That question came in through my channels last week with no context and no background information. Thankfully, with 20+ years experience building companies on sweat and intellectual property, I don’t need either.

The short answer is: A truly great product or service idea is one that can never be copied, because its success or failure all depends on how well the company executes the idea.

The longer and less-bullshit answer is far more complex and nuanced. But it’s still about playing chess while everyone else is playing checkers.

The swamp and the moat

I like to use story elements when it comes to giving actionable insight on these kinds of complex concepts. Stories are great because investors, board members, and customers can understand them quickly, and entrepreneurs can quickly apply the concepts to their own unique product or service.

One of the key story elements we’re using for our next fundraising cycle paints a vivid picture of the value of our intellectual property and our plans for keeping our secrets away from the inevitable competition.
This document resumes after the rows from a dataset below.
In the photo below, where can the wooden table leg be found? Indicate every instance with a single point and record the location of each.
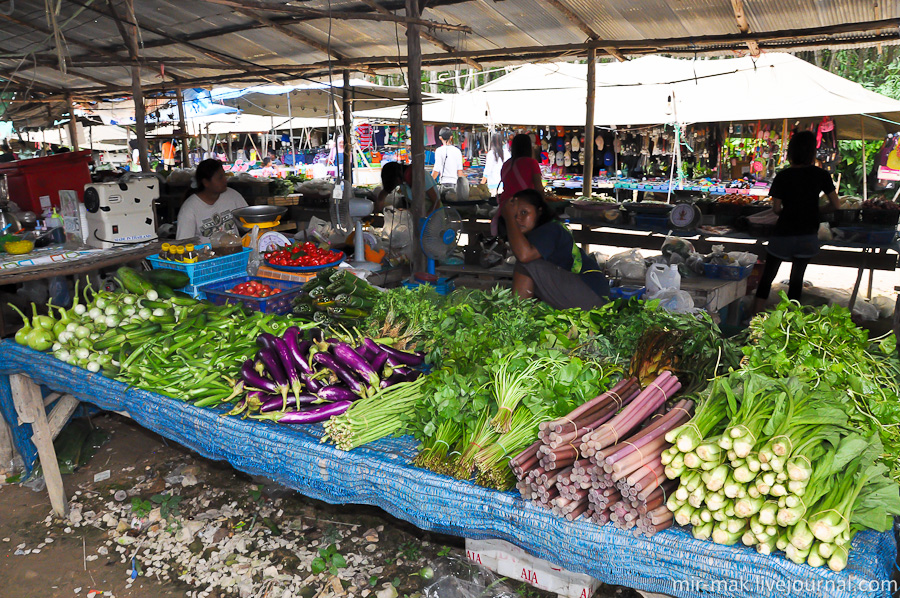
(30, 408)
(859, 274)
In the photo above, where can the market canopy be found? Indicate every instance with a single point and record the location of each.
(80, 51)
(657, 90)
(311, 100)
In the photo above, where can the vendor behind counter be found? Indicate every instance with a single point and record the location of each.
(550, 266)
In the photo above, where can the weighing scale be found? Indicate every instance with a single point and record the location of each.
(260, 216)
(685, 216)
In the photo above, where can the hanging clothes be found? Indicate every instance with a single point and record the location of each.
(365, 136)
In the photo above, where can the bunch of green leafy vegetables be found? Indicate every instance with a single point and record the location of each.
(824, 346)
(456, 419)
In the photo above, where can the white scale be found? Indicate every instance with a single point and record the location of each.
(121, 213)
(685, 216)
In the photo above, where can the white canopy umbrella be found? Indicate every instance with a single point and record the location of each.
(650, 90)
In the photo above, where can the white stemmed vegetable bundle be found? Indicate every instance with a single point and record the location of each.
(776, 463)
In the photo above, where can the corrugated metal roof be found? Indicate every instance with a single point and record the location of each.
(204, 43)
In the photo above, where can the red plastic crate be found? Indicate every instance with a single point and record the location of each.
(218, 293)
(30, 179)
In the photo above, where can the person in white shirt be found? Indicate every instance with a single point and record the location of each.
(448, 165)
(208, 208)
(493, 161)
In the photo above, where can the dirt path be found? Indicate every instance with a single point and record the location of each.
(226, 535)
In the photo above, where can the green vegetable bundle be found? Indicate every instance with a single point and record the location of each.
(777, 464)
(825, 346)
(335, 298)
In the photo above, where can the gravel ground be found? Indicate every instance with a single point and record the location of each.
(169, 523)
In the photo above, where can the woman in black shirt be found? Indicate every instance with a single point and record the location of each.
(549, 265)
(795, 198)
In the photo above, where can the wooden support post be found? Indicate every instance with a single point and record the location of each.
(588, 180)
(416, 129)
(73, 126)
(7, 448)
(291, 132)
(185, 146)
(346, 110)
(30, 409)
(862, 135)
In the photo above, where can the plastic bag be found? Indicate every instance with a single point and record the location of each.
(695, 264)
(460, 578)
(676, 246)
(628, 264)
(674, 300)
(743, 258)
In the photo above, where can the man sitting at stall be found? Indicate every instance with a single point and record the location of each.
(550, 266)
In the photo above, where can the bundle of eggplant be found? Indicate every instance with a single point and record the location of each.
(297, 379)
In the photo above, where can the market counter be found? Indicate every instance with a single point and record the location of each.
(671, 562)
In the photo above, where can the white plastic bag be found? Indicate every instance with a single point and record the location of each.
(628, 264)
(674, 300)
(660, 276)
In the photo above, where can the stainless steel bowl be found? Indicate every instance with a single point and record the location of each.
(257, 214)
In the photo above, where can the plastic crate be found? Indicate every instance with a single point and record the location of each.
(880, 217)
(626, 292)
(869, 236)
(651, 221)
(727, 272)
(276, 304)
(442, 286)
(208, 271)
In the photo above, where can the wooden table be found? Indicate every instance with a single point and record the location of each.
(76, 265)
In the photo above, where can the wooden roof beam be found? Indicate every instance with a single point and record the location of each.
(744, 25)
(216, 55)
(585, 28)
(423, 34)
(94, 50)
(284, 30)
(314, 13)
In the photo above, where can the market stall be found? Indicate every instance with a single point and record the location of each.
(612, 425)
(670, 562)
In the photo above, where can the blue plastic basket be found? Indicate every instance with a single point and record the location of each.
(207, 271)
(442, 286)
(727, 272)
(276, 304)
(626, 292)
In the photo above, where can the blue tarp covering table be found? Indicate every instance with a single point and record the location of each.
(671, 562)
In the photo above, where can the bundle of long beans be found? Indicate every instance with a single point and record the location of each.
(598, 464)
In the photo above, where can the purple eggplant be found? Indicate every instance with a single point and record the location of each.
(275, 403)
(373, 347)
(365, 352)
(273, 365)
(299, 350)
(253, 380)
(402, 357)
(336, 393)
(266, 341)
(379, 361)
(344, 375)
(348, 356)
(386, 382)
(284, 354)
(307, 416)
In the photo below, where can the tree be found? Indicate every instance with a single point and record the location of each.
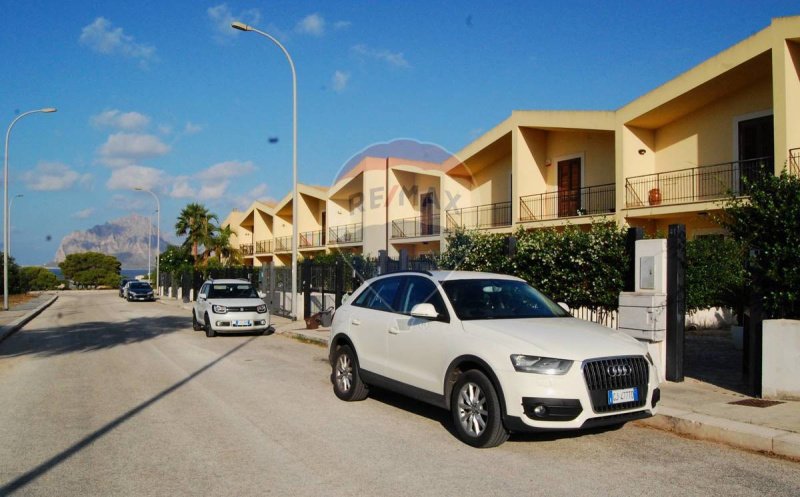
(91, 269)
(14, 283)
(767, 224)
(38, 278)
(196, 223)
(175, 258)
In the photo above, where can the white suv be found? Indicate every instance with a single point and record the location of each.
(498, 354)
(230, 306)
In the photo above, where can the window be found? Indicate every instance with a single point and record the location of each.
(420, 290)
(380, 295)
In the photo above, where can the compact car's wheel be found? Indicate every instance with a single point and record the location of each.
(207, 326)
(195, 325)
(347, 384)
(476, 411)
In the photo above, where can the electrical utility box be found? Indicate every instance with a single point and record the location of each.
(643, 313)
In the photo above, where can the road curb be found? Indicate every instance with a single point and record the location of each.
(734, 433)
(14, 326)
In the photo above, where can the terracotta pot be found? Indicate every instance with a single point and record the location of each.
(654, 197)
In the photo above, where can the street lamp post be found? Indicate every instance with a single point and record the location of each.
(5, 202)
(158, 234)
(10, 228)
(295, 238)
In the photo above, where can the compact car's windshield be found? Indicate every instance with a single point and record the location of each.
(499, 299)
(232, 291)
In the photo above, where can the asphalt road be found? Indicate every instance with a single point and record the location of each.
(105, 397)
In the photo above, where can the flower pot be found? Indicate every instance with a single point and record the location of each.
(654, 196)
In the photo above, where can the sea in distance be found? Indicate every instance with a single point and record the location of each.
(126, 273)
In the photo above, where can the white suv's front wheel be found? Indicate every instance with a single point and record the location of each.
(476, 411)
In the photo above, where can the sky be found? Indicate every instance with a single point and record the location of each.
(167, 96)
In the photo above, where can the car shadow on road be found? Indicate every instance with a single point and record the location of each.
(444, 418)
(90, 336)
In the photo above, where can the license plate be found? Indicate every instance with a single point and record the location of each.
(622, 396)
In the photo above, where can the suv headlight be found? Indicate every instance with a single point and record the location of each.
(540, 365)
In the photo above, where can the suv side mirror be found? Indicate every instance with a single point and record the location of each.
(425, 311)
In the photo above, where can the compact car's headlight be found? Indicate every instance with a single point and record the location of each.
(540, 365)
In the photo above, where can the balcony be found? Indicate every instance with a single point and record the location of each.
(591, 200)
(283, 244)
(697, 184)
(349, 233)
(264, 247)
(310, 239)
(412, 227)
(496, 215)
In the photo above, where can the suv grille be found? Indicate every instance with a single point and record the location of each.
(242, 309)
(603, 375)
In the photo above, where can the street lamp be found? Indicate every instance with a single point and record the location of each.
(244, 27)
(10, 204)
(5, 202)
(158, 234)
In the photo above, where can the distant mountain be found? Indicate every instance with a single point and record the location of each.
(125, 238)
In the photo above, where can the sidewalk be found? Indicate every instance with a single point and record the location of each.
(692, 408)
(17, 316)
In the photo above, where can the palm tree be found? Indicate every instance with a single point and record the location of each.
(222, 247)
(197, 224)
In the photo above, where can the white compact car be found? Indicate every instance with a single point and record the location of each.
(230, 306)
(499, 355)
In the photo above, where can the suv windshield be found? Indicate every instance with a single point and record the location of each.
(499, 299)
(232, 291)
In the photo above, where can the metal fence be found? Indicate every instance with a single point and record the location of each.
(697, 184)
(591, 200)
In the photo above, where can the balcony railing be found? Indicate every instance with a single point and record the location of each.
(264, 247)
(591, 200)
(350, 233)
(411, 227)
(495, 215)
(310, 239)
(283, 244)
(697, 184)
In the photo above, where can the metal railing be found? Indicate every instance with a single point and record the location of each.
(283, 244)
(590, 200)
(312, 239)
(495, 215)
(696, 184)
(794, 161)
(264, 247)
(416, 226)
(349, 233)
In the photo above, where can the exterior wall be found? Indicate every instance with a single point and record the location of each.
(492, 183)
(708, 135)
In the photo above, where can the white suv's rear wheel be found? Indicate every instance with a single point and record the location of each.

I dubbed the story the swamp and the moat.

Quick background: At Precision Fermentation, we’ve developed a hardware and software solution to monitor and automate brewing. When you brew beer, what’s inside that tank is a swamp. It’s dark, it’s murky, and there’s all kinds of science happening with bacteria and chemical reactions. It’s incredibly difficult to monitor, let alone automate. I could drone on, but I think I painted the proper picture.

We’ve developed a solution that not only lets you see inside the swamp, but gives you a very clear map through that swamp to a very high-quality product on the other side. Optimized. Efficient. Repeatable.

The problem you’re trying to solve with your product or service is also a swamp, just maybe in a less physically metaphorical sense. If the problem wasn’t murky, soupy, and difficult to cut a path…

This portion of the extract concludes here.